The Coastal Road: Why You Want a Car
The A1 motorway is fast, efficient, and boring. The D8 — Jadranska magistrala, the Adriatic coastal road — is none of those things. It hugs the coastline, swings through villages, and gives you views of the islands that the motorway tunnels straight through. The section from Trogir south toward Split is a gentle introduction: olive groves, glimpses of the Kaštela bay, the Marjan peninsula rising ahead.
If you booked a Dalmatian Coast rental car, you owe it to yourself to drive the D8 at least once. Fuel up before you go — petrol stations are thin on the coastal road south of Split. Keep some kuna coins or a contactless card for the occasional toll on the A1 if you use it to get home faster after the scenic detour. A trip from car hire Zagreb to Trogir via the A1 and then down the coast is roughly four hours and it’s one of the best road trip routes in Europe when the weather cooperates.

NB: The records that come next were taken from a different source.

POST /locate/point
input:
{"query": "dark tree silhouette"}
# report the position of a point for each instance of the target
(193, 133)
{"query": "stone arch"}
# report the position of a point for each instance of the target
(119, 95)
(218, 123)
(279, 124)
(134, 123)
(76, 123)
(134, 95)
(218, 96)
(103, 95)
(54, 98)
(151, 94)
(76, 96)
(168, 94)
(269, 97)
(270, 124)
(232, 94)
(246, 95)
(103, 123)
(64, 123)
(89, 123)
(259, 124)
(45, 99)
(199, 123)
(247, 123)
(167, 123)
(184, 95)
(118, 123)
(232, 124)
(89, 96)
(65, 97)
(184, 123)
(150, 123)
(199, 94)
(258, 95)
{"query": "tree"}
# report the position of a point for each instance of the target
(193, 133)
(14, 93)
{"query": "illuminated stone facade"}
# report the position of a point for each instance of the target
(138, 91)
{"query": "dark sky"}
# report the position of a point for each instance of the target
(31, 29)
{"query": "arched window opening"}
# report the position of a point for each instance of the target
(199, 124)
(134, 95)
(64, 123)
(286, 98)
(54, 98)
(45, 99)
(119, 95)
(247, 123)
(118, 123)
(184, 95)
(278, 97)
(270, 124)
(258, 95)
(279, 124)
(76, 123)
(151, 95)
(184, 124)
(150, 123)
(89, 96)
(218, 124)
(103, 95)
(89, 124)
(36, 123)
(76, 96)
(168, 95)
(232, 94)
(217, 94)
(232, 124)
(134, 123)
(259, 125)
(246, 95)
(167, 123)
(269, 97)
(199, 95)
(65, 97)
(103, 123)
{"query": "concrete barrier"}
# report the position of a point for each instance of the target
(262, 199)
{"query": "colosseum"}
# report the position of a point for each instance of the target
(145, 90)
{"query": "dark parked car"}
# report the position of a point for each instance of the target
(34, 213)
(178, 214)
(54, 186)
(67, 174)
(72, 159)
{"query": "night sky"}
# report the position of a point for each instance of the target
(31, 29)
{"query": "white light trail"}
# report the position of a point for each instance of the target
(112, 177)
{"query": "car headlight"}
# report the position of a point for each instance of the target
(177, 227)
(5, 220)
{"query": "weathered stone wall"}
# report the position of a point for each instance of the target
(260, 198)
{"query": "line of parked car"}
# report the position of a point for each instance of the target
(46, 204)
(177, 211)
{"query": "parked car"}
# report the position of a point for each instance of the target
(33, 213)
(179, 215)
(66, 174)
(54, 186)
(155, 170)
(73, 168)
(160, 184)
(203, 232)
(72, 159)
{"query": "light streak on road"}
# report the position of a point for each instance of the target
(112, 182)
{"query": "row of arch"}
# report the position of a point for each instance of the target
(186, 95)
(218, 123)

Where to Eat Without Getting Tourist-Trapped
The riva — the waterfront promenade — is where the overpriced tourist menus live. Walk two streets back. Konoba Trs, tucked into a stone alley, does proper pašticada (slow-braised beef in prune and prošek wine sauce) and the portions aren’t designed for Instagram. The family-run konobas on Čiovo serve whole grilled fish with blitva (Swiss chard with garlic and olive oil) at honest prices because their customers are repeat locals, not one-time cruise passengers.

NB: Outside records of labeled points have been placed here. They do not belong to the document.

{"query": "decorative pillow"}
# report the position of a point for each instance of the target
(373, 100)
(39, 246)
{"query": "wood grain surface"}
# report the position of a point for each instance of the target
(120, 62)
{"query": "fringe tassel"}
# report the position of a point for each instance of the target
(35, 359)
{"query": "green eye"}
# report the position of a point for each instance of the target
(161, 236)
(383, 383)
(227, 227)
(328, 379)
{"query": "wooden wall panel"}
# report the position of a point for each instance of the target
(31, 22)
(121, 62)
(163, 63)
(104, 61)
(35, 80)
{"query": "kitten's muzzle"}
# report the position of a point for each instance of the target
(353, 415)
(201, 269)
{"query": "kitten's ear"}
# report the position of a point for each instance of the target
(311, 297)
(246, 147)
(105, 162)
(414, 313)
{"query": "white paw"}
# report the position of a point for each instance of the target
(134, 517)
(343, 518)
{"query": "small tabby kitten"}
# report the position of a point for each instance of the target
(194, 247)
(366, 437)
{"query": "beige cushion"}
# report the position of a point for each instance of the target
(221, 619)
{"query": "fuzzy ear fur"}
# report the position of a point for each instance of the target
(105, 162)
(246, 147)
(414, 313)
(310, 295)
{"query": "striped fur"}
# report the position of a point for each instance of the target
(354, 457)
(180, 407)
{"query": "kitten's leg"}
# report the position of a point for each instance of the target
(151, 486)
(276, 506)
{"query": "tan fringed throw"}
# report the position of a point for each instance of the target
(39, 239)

For something quick: the pekara (bakery) on the mainland side near the bridge does burek with meat or cheese that costs pocket change and fills you for hours. Croatians take their bakeries seriously.
When to Go
June and September are the sweet spots. The sea is warm enough to swim, the crowds haven’t peaked or have just receded, and accommodation prices drop noticeably from the July–August madness. May can be rainy but the town is empty and the restaurants are grateful for your business. October is a gamble — you might get 25°C and sunshine or three days of the bura wind rattling the shutters. If you’ve got a car hire Trogir, the shoulder-season gamble is worth it because you can chase the weather — if Trogir clouds over, drive twenty minutes inland and you’re often in the sun.
The Bottom Line
Trogir rewards people who stay overnight. The day-trippers vanish by 5 PM and the marble streets belong to you. Sit on the riva with a Karlovačko, watch the fishing boats come in, listen to the church bells — that’s the Trogir worth crossing a continent for. A car hire Trogir doesn’t just get you here — it unlocks the coast on your terms, without bus timetables or ferry schedules dictating your day. Grab the keys, pick a direction, and the Dalmatian Coast does the rest.
Book your Dalmatian Coast rental car with Cro Car Hire Split or check our car hire Zadar and car hire Zagreb locations for one-way rentals across the country.